10. Does It Doom?’s Steve Reis on Black Sabbath’s “Black Sabbath”
The envoy of evil honors Tony Iommi‘s ominous opening odyssey that is a foreboding fight between light and dark that ultimately sparked several subgenres of metal.
9. Joey Landreth on Stevie Ray Vaughan’s “Texas Flood”
The Canadian guitar slinger recalls the moment that cemented his passion for playing thanks to SRV’s evocative delivery and compelling chord voicings.
8. Jason Richardson on Lamb of God and Dream Theater
The All That Remains shredster details two technically challenging riffs that leveled-up his playing and he shouts out the latter for springboarding him into 7-strings.
7. Daniela Villarreal on Muse’s “Supermassive Black Hole”

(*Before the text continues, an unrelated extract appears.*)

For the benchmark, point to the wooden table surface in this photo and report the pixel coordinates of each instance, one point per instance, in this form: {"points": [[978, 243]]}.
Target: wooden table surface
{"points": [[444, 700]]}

The Warning’s guitarist remembers first being mesmerized by Matt Bellamy’s captivating performances and then empowered to front her own power trio.
6. Trivium’s Matt Heafy on In Flames’ “Artifacts of the Black Rain”
The heavy metal maven details how music made more sense to him after digesting the swift Swedes coupling of “raw, intense screaming vocals with such beautiful guitar melodies.”
5. Andy Timmons on the Beatles’ “I Saw Her Standing There”
Thanks to an older brother, the instrumental star became fascinated with the Fab Four who’s early B-side introduced him to the guitar solo.
4. Melissa Dougherty on Jimi Hendrix’s “Little Wing”
The 6-string foil for Grace VanderWaal and Mayer Hawthorne was mesmerized by the guitar god’s dexterous orchestration and explains why the song is great for teaching solo-guitar compositions.
3. Eva Gardner on Led Zeppelin’s “Ramble On”
The bassist for Pink and Cher explains how John Paul Jones’ rhythmic tightrope of whimsical melody and driving might still hits her today.
2. Devin Townsend on Judas Priest’s “The Sentinel”
The once Strapping Young Lad chronicles the “pinnacle moment” with the Glenn Tipton and K.K. Downing riff that helped him earn “social collateral” and he became “moderately accepted” with schoolmates.
1. Doug Aldrich on Free’s “All Right Now”
The Dead Daisies’ sharpshooter guitarist runs through his favorite A-chord riffs before zeroing in on Paul Kossoff’s magic.